I was just looking to make some chicken. Nothing difficult, nothing interesting, just some chicken. I walked from my apartment to the Stop’n’Shop over on 234th and Broadway, grabbed my chicken and some seasoning and some broccoli to cook as well. Now, I had intended on getting some lemon sauce while I was at it, you know? Make a dessert out of it. Completely forgot it, it just completely slipped my mind.
So, after I got to my apartment, I set my stuff inside. I started getting things set up and started, and, while the chicken was starting to cook in the pan, I went across the hall to my neighbor.
Linda makes her own lemon sauce, completely hand makes it. She always has a few jars or some such hanging around. I figured I’d ask to borrow some, if she had any.
I knock on the door, she answered. She was very sweet and was happy to oblige when I asked her about getting some of her homemade lemon sauce. I’d met Linda a few times around the building, the laundry room and the back resting area. I’d also seen her a few times at Van Cortland while out on my jogs. She was a spritely old woman, silver hair, one of the best power walkers I’ve ever seen. I knew that she had a single studio apartment and I could always tell, based on the few glimpses into her home that I usually got, that her apartment was absolutely piled with stuff.
She stepped away from the door and the door got caught on the rug, so it just hung open.
I glanced inside her apartment. There was a floral-decorated couch in various shades of brown. There was a long rip across the bottom of the couch and plastic wrap that covered the enter thing. A red armchair sat in the furthest corner of the apartment, the stuffing was spilling out of it and it seemed that it had been completely torn apart by a dog of some sort. There was a foot rest, but all the wooden legs were snapped and of different heights. A massive fish tank filled the back wall, and it was nearly bubbling over with water. But it was, otherwise, completely empty. Not a single decoration or fish in that tank. Four lamps stood in the center of the room, all completely shattered bowls around the bulbs. The counter tops in the kitchens were piled high with pots and pans. Linda was busy looking through the cabinets, the wood all scratched and chipped away. Her bed stood on the far wall. There were slinkies and marbles and various cannibalized electronics around the bed. The mattress was the cleanest, most unbroken thing in the apartment. There was an old, naked, hairy, thrashing man on the bed, chained to the head and foot rest of the bed. Not handcuffed, completely chained. His hair almost entirely clothed him, almost. He was just leaping off the bed, trying to break the chains. He was howling and snarling and screaming at me as he stared at me from between his legs.
Linda suddenly reappeared at the door, reaching into her purse.
I’m afraid I don’t have any very fresh jaws made now, she was saying.

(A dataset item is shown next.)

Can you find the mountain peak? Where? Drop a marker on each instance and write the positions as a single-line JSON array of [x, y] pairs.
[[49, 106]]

She pulled a mason jar about half full of lemon sauce from her purse and told me I could have it. I thanked her, but I admittedly could not take my eyes from the man, who had now angled his head in such a way to starts biting and ripping wooden chunks out of the headboard behind him.
Don’t mind him, Linda said, I hope I see at the park again! And shut the door on me. I could no longer hear the man.